Apple's tablets are essentially the only ones worth buying; nobody really makes good ones these days.
The latest Samsung Tab is pretty good; did you try it?
Even the previous one is still pretty good (satisfied Galaxy Tab S6 owner here).
Not the latest one, no. Does it still support DeX and such?
lol... you must be a stock holder
the website says "With hardware becoming more and more powerful every year, obsolete iPads (according to Apple) should be allowed to continue to serve a purpose."
> obsolete iPads (according to Apple) should be allowed to continue to serve a purpose
props to apple for pushing linux (just kidding)
Among other factors: standardisation of form factors providing a useful hardware accessory market.
Tablets of and by themselves are pretty, but not especially useful. aa folio keyboard combination (case with integrated keyboard) is a game-changer ... but must be specifically fit to every individual tablet size, which Android device manufacturers have insisted on not standardising. Desktop systems need only agree on connector ports, tablet design requires agreement on all dimensions of the tablet. And nobody's doing that in Android land.

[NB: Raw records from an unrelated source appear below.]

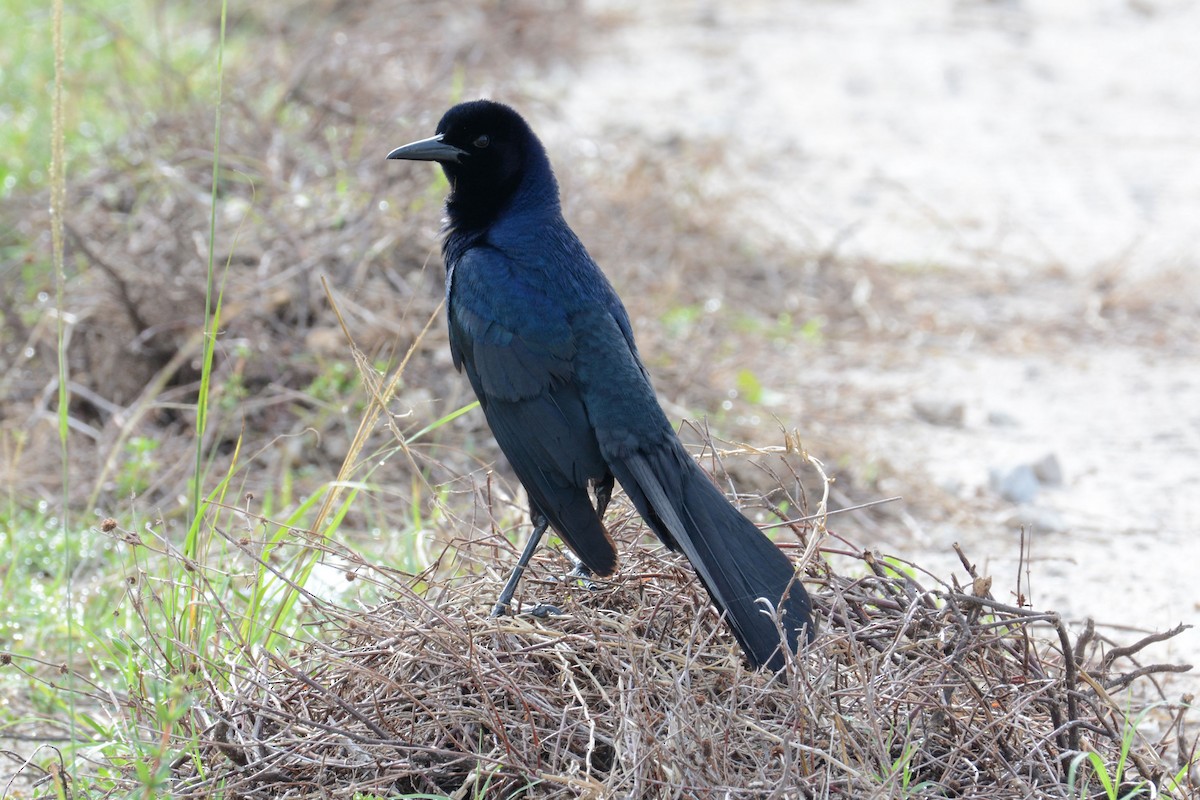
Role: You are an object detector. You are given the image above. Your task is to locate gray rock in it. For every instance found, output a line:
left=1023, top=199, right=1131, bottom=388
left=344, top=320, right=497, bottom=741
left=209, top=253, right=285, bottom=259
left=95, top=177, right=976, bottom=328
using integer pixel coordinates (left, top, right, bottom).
left=1032, top=453, right=1062, bottom=486
left=988, top=411, right=1020, bottom=428
left=988, top=464, right=1040, bottom=505
left=912, top=397, right=966, bottom=428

https://ello.co/dredmorbius/post/lqgtwy_rhsfbdh5cdxb1rq
(There are othher grievous problems with Android, I'm focusing on the physical here.)
Apple's iPads, at least, offer a set of fixed sizes and are (for now) ensuring matching keyboards through third-party vendors. Many of those keyboards are crippled for Linux use (missing critical keys, such as esc, or entire rows, as with function or numeric keys), but there are at least a few options.
Apple are also providing extensive onboard storage up to 1 TB or more), where Android offerings are still often only a few GB. The latter is insufficient for my primary use: as a portable text library. (128 GB is about the minimum useful storage for this). Audio, image, or video work is even more constrained.
The reader function is where tablets shine over laptops, at least in form. The latter have compute power and flexibility, but displays are unsuited to reading, especially at 9:16 ratios: too short to read portrait, too small to display 2-up readably, and incapable of rotating in most cases. A tablet in portrait mode is a reasonably good reading device. Except that the OS and app infrastructure are utterly unsuited.
This is a long-standing complaint, and I'm seeing little progress. Google have no interest in breaking free of advertising-based captive markets, Apple ... I don't know why, but are similarly brain damaged.
It's the war on general-purpose computing. From at least two fronts.